Earlier this month, bills were introduced in the House and Senate to allow all consumers free access to credit scores once a year. The Free Access to Credit Scores Act was authored by U.S. Sen. Bernie Sanders of Vermont and U.S. Rep. Steve Cohen of Tennessee.
Several consumer groups support passage of the Act including the Consumers Union. “Knowing your credit score is essential to managing your finances,” offers Pamela Banks, senior policy counsel for Consumers Union. Many consumers unknowingly elect to pay to receive their credit scores and only find out later that “the scores you buy may not even be the ones your lenders use,” says Banks.
The FICO score, created by Fair Isaac and reported on a scale of 300 to 850, is the most widely used. The three major credit bureaus, Experian, Equifax and TransUnion, developed a competing score, the Vantage Score, which uses a scale of 501 to 990, making it hard to compare with the FICO score.
In a recent study evaluating the differences between FICO and Vantage scores, the Consumer Financial Protection Bureau found huge discrepancies between scores provided to consumers and those sold to lenders.

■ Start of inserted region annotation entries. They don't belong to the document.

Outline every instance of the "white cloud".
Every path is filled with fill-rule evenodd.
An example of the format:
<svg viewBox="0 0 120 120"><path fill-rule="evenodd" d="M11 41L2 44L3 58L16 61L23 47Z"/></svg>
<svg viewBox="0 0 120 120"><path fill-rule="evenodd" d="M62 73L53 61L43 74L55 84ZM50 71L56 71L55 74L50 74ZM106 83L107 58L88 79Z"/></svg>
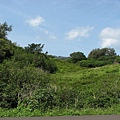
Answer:
<svg viewBox="0 0 120 120"><path fill-rule="evenodd" d="M77 37L87 37L89 36L89 31L93 30L93 26L87 26L87 27L77 27L75 29L70 30L66 34L66 39L73 40Z"/></svg>
<svg viewBox="0 0 120 120"><path fill-rule="evenodd" d="M104 28L101 33L101 47L119 47L120 29Z"/></svg>
<svg viewBox="0 0 120 120"><path fill-rule="evenodd" d="M53 33L51 33L50 36L49 36L49 38L50 39L56 39L56 36Z"/></svg>
<svg viewBox="0 0 120 120"><path fill-rule="evenodd" d="M41 16L37 16L36 18L29 19L26 22L32 27L37 27L44 22L44 19Z"/></svg>

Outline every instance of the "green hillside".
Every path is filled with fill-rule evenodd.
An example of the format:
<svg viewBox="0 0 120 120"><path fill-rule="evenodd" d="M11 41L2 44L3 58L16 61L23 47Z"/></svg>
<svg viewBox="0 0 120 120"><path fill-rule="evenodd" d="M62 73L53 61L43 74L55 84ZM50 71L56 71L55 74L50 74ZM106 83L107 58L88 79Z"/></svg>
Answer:
<svg viewBox="0 0 120 120"><path fill-rule="evenodd" d="M120 56L113 48L56 57L43 52L44 44L12 43L7 23L0 29L1 117L120 114Z"/></svg>

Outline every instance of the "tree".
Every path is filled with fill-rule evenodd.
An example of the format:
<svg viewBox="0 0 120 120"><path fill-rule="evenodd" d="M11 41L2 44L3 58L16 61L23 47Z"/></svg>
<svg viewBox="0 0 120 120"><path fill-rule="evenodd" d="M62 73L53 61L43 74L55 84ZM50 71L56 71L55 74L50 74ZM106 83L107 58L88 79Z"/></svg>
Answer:
<svg viewBox="0 0 120 120"><path fill-rule="evenodd" d="M0 63L14 54L14 44L10 40L0 39Z"/></svg>
<svg viewBox="0 0 120 120"><path fill-rule="evenodd" d="M12 26L8 26L7 22L0 23L0 38L7 38L8 32L12 31Z"/></svg>
<svg viewBox="0 0 120 120"><path fill-rule="evenodd" d="M43 47L44 47L44 44L41 45L41 44L32 43L32 44L28 44L28 46L25 47L25 50L32 54L34 53L40 54L42 52Z"/></svg>
<svg viewBox="0 0 120 120"><path fill-rule="evenodd" d="M113 57L116 56L114 48L102 48L102 49L93 49L89 55L88 58L92 59L98 59L100 57Z"/></svg>
<svg viewBox="0 0 120 120"><path fill-rule="evenodd" d="M82 52L73 52L70 54L70 57L73 63L81 60L86 60L86 56Z"/></svg>

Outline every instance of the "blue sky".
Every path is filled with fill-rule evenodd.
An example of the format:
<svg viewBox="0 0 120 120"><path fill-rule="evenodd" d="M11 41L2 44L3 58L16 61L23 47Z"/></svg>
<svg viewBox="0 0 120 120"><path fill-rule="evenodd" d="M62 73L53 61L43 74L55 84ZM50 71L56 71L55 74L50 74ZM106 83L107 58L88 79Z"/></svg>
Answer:
<svg viewBox="0 0 120 120"><path fill-rule="evenodd" d="M25 47L69 56L111 47L120 55L120 0L0 0L0 23L13 26L8 38Z"/></svg>

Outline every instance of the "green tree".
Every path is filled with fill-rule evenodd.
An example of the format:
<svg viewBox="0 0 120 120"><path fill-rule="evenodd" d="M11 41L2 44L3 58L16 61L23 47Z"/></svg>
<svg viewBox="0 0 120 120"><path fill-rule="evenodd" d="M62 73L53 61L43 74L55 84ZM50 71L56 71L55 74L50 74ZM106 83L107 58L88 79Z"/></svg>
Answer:
<svg viewBox="0 0 120 120"><path fill-rule="evenodd" d="M37 54L40 54L43 50L43 47L44 47L44 44L41 45L41 44L35 44L35 43L32 43L32 44L28 44L27 47L25 47L25 50L28 52L28 53L37 53Z"/></svg>
<svg viewBox="0 0 120 120"><path fill-rule="evenodd" d="M111 56L116 56L114 48L102 48L102 49L93 49L89 55L88 58L92 59L98 59L100 57L111 57Z"/></svg>
<svg viewBox="0 0 120 120"><path fill-rule="evenodd" d="M71 61L76 63L81 60L86 60L86 56L82 52L73 52L70 54Z"/></svg>
<svg viewBox="0 0 120 120"><path fill-rule="evenodd" d="M8 32L12 31L12 26L8 26L7 22L0 24L0 38L7 38Z"/></svg>
<svg viewBox="0 0 120 120"><path fill-rule="evenodd" d="M14 54L14 44L7 39L0 38L0 63Z"/></svg>

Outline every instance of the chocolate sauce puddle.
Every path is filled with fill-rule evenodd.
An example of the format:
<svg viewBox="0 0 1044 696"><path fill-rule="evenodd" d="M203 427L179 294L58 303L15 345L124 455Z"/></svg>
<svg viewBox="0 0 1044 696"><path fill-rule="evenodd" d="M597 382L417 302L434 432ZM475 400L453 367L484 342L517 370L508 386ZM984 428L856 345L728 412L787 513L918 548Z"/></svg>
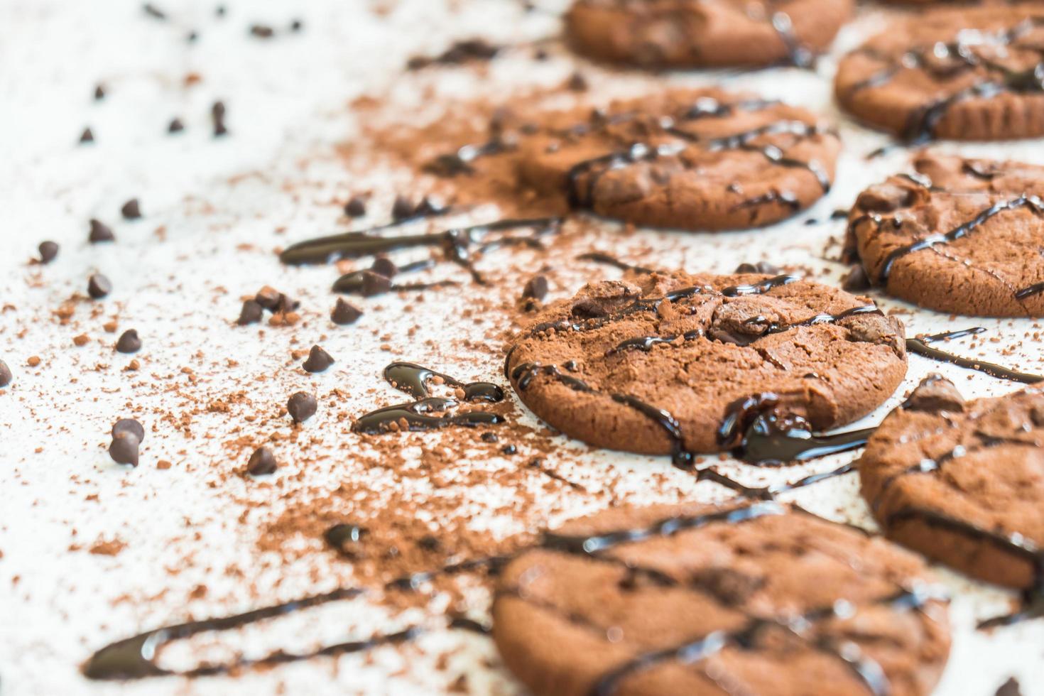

The agency found almost a quarter of all consumers in their study of 200,000 cases would see a score that was one tier off from what a lender would see. For example: a consumer purchased score in the “excellent” range of 740-plus would be displayed to a lender as only a “good” score in the 680-740 range. Three percent of all scores analyzed had even greater variations.
Credit scores can be affected negatively by inaccuracies reported on credit reports such as wrong or outdated personal information, an incorrect payment status or a remedied delinquency not being reported.
A future home-buyer concerned about credit should “check with his or her lender six months before they want to purchase a home,” says mortgage banker, Tony Grafals, with Paramount Mortgage in St. Louis, Missouri.
If there are any credit issues on your report, or your score is not where you think it should be, you’ll want to find out sooner, rather than later. “That will give you ample time to fix any errors on your credit report,” offers Grafals.
If you do not know your credit score, you might find yourself spending money to try and make a purchase only to find out later that you cannot qualify for a loan.